Create and preserve equity.

If the current government-backed mortgage loan options were to disappear then it will become much more difficult, or impossible to buy and sell one’s home. Private money will definitely cost more than 3.5% amortized over 30 years.. That’s a fact and I’m not trying to be scary (despite my profile photo).

I believe the likelihood home values will decrease dramatically in real terms anytime soon are low at this time. Compare the value of your home to other assets.  It is quite rational to question if the US FED will be able to keep interest rates this low forever? My advice to everyone who owns real estate (and does not plan to die in the home) is to pay down a good chunk of your equity. Pay down the mortgage and create a large ’buffer’ in case you need to re-finance (if rates go any lower I’d be happily surprised). Pay down the mortgage in case you need to sell the property someday, because the value of your equity may be much lower compared to today’s cost of living.

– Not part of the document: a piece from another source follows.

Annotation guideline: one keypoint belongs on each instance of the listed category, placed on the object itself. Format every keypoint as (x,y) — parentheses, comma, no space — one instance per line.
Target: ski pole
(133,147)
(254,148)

Perhaps ‘assumable’ mortgages are a real value right now? If interest rates go way up, certainly.  I have represented many buyers who have purchased assumable loans since I was licensed at an early age back in 1994, but rates have mostly decreased in that timeframe so I have never heard from anyone who has successfully taken over an ‘assumable’ loan. Usually FHA or VA (both government backed), who’s to guarantee the loan would be transferred VS. your note being called due in these scenarios? After all its the government. Everything has risks.

If you have ever assumed (or gotten rid of) your mortgage loan thru ‘assumption’ then I would really like to hear about it, please reply.


1 Comment

lee bevan on said: Reply

When purchasing the last rental property I own, I considered obtaining a mortgage with an assumable rate. I think it’s an option which could make a property much more saleable a few years down the line. However, mortgagors need to be aware that potential buyers would have to pay the them the difference between the sale price and the amount owed on the mortgage up front, i.e. they would not be able to get a mortgage (at least not a 1st) for that porting. Just something to consider. Personally, although I didn’t obtain an assumable on this occasion, I do think it’s a good option because in the event that rates start heading up, values are likely to go down anyway and therefore you wouldn’t have the equity cash payment problem.